Now that the State of Israel has returned to the bitter tips of leftist academics’ tongues, it may be worth understanding the implications of Huntington’s theses, even if only posthumously.

Implicit in the left’s standard anti-Israel position (and somehow the standard position seems to always recommend the trying of IDF officials as war criminals) is what appears to be an acceptance of Davos Man. We are routinely led to believe that the Israeli and Palestinian people all want the same things (peace, a home, and economic prosperity), and that their representative bodies are killing each other’s children in spite of this. Israel is just always the worst offender.

Contrary to what you may have heard, Hamas is not much of a legitimate, democratically elected body. The Palestinian Authority itself gains legal legitimacy from the Oslo Accords, which Hamas has systematically rejected. However, they did receive enough votes in the PA’s parliamentary election to find themselves in the position they're in now. And the Gazans they represent chose them because – well, some combination of Fatah corruption, Fatah infighting, change they could believe in, and plain old ideology. If universal healthcare was on the docket, I didn’t hear about it.

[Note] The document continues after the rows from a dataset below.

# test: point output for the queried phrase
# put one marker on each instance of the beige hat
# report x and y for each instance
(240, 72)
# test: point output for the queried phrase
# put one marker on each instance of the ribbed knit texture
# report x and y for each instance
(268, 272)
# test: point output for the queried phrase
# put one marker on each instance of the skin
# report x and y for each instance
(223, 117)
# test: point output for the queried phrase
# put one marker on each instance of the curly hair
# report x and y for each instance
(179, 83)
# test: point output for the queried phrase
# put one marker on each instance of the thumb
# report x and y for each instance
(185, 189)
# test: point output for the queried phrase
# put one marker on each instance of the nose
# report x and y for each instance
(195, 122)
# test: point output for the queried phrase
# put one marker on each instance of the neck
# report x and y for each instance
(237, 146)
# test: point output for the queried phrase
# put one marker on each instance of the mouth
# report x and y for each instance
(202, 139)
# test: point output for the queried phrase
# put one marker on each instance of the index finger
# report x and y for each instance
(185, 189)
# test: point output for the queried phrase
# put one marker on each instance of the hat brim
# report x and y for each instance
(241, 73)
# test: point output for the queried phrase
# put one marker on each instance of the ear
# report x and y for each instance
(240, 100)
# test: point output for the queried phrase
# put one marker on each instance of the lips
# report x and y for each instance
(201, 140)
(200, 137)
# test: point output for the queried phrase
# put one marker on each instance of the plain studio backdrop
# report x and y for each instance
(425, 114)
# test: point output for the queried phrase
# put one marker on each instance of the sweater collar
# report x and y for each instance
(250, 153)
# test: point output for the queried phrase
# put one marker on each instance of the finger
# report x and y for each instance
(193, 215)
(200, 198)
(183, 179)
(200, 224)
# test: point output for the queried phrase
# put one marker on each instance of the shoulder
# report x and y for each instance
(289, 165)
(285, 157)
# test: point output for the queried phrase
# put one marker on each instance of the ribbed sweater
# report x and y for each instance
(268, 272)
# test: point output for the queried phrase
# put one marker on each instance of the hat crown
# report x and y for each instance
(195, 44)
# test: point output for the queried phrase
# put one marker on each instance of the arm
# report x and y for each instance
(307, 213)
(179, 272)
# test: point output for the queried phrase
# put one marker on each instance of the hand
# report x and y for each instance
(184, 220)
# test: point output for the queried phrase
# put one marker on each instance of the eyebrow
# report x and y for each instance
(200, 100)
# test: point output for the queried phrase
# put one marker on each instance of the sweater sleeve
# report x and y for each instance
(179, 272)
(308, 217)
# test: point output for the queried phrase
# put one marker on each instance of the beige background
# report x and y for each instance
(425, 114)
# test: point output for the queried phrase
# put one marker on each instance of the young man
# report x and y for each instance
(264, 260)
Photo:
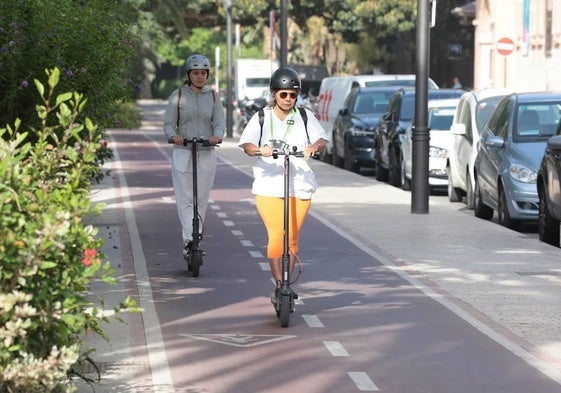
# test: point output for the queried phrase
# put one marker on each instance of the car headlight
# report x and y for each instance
(437, 152)
(360, 131)
(522, 174)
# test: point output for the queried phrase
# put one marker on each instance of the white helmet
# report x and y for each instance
(197, 62)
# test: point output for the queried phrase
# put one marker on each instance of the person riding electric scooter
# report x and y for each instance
(278, 129)
(193, 111)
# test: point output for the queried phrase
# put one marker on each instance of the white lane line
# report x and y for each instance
(312, 321)
(154, 339)
(336, 348)
(256, 254)
(363, 381)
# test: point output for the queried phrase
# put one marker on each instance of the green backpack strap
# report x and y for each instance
(303, 113)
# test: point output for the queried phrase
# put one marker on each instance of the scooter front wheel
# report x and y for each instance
(196, 261)
(284, 310)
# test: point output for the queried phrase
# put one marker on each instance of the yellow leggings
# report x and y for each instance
(271, 210)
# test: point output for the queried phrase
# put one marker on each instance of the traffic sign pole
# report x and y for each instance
(505, 46)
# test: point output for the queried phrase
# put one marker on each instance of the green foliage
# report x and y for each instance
(49, 256)
(93, 48)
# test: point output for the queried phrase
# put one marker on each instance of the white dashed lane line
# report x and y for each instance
(256, 254)
(313, 321)
(336, 348)
(360, 379)
(363, 381)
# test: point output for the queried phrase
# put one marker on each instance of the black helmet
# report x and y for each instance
(285, 78)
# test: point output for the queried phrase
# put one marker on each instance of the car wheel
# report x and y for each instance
(381, 172)
(336, 159)
(395, 171)
(504, 217)
(405, 182)
(479, 208)
(469, 192)
(548, 226)
(454, 194)
(350, 164)
(325, 156)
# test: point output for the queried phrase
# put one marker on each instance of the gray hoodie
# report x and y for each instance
(200, 115)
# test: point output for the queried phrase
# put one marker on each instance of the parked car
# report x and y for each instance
(440, 115)
(334, 89)
(354, 126)
(391, 131)
(472, 113)
(549, 190)
(510, 151)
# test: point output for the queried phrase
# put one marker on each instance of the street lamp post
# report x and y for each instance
(421, 131)
(284, 33)
(229, 106)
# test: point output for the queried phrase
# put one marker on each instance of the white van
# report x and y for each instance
(334, 90)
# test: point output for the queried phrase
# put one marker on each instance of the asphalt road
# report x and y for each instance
(362, 324)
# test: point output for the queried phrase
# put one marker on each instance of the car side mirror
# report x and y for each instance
(458, 129)
(494, 141)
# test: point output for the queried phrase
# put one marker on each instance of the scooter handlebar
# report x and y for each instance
(200, 141)
(279, 152)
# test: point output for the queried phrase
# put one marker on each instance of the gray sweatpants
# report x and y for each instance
(182, 176)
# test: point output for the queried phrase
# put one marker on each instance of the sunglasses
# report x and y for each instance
(283, 95)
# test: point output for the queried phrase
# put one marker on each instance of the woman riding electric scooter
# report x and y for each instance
(193, 111)
(280, 125)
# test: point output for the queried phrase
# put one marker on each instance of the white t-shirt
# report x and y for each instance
(268, 172)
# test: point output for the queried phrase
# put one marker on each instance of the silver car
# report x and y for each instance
(471, 114)
(511, 148)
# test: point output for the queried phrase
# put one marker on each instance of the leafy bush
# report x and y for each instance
(90, 41)
(49, 256)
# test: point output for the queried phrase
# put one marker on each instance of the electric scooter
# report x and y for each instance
(194, 256)
(283, 301)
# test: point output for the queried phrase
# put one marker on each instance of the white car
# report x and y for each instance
(473, 111)
(440, 115)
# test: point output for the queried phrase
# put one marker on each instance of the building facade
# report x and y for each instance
(518, 44)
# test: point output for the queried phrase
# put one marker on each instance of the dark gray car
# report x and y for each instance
(549, 190)
(354, 126)
(512, 146)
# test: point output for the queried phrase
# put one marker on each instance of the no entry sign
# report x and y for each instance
(505, 46)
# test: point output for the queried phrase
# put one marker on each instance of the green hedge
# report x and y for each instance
(49, 256)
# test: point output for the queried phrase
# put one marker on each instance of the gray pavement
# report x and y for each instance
(507, 284)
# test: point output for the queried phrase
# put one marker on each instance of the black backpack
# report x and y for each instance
(302, 113)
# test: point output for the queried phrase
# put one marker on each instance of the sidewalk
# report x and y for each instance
(505, 283)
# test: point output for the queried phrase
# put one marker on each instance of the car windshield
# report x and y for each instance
(484, 110)
(371, 103)
(408, 104)
(536, 121)
(440, 118)
(257, 82)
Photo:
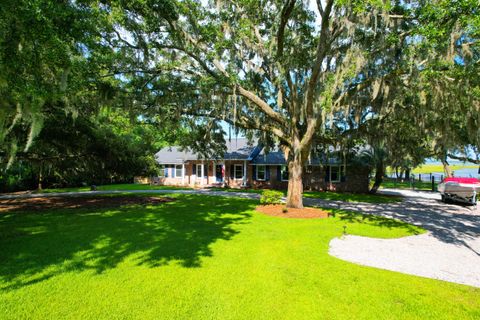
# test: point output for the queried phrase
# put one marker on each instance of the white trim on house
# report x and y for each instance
(182, 172)
(339, 173)
(264, 173)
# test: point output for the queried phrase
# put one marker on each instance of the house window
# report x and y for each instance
(261, 173)
(178, 171)
(168, 170)
(335, 173)
(162, 171)
(238, 172)
(284, 173)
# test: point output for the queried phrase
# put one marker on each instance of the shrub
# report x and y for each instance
(271, 197)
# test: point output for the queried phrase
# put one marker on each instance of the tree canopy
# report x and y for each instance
(393, 75)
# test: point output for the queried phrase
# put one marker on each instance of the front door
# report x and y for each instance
(219, 173)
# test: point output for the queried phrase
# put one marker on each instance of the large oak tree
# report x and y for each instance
(281, 68)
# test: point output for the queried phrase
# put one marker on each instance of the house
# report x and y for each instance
(248, 165)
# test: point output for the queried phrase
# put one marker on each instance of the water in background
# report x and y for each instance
(467, 173)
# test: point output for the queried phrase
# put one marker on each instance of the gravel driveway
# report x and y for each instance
(449, 251)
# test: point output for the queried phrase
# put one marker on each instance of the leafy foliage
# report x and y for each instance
(271, 197)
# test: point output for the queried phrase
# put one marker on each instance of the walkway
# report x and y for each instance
(450, 250)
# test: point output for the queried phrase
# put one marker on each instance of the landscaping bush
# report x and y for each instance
(271, 197)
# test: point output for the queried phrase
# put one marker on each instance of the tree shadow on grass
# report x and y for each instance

So maybe Davos Gazan isn’t appropriate. Anyone with any knowledge of the complex history of the Arab-Israeli conflict should reject the idea that the only thing standing between war and peace is a "road map" with more Palestinian concessions here, a forfeiture of key West Bank settlements there, and a Golan Heights to be named later.

But perhaps I’m getting too far ahead of myself. For Huntington’s rejection of a non-cultural, internationalist community of states governed only by their utilitarian interests can actually be found in the same quarters examined before. European spokesmen of all sorts seem to find incoherence a habit too difficult to break with respect to the United States’ Imperialist Stooge of Nations. For how many times have we heard the cries of ‘disproportionality’ when Israel engages any of its amicable neighbors?

Israel, the thinking goes, should distribute force in a manner proportional to the damage incurred by its own population. Proportions refer to fractions, and while the easiest strategy is to compare the respective death counts (which of course ignores Hamas’ role in grotesquely padding its own score sheet by using innocents as shields), the initial rocket attacks on Southern Israel produced a fraction that is mathematically undefined. The denominator (Palestinian deaths at the hands of the IDF) was zero between the unilateral pullout of Gaza by Israel and the initial campaign back across the Gazan border.

All this means is that (surprise!) the standards of conduct for Israel are just that much higher than for Hamas. There is something about Israel that owes us civilized restraint and Hamas that will deliver savagery no matter what. Culture is not everything, but as Huntington sought to demonstrate, it surely is something. We’re willing to admit that much. Now we have to decide whether certain regimes can operate in an arena where the actual interests of its own people and the people of the world are taken for granted as objectives. For the sake of free society, some of the other organizations, with Qassam in one hand and Iranian aid in the other, should be crushed for good.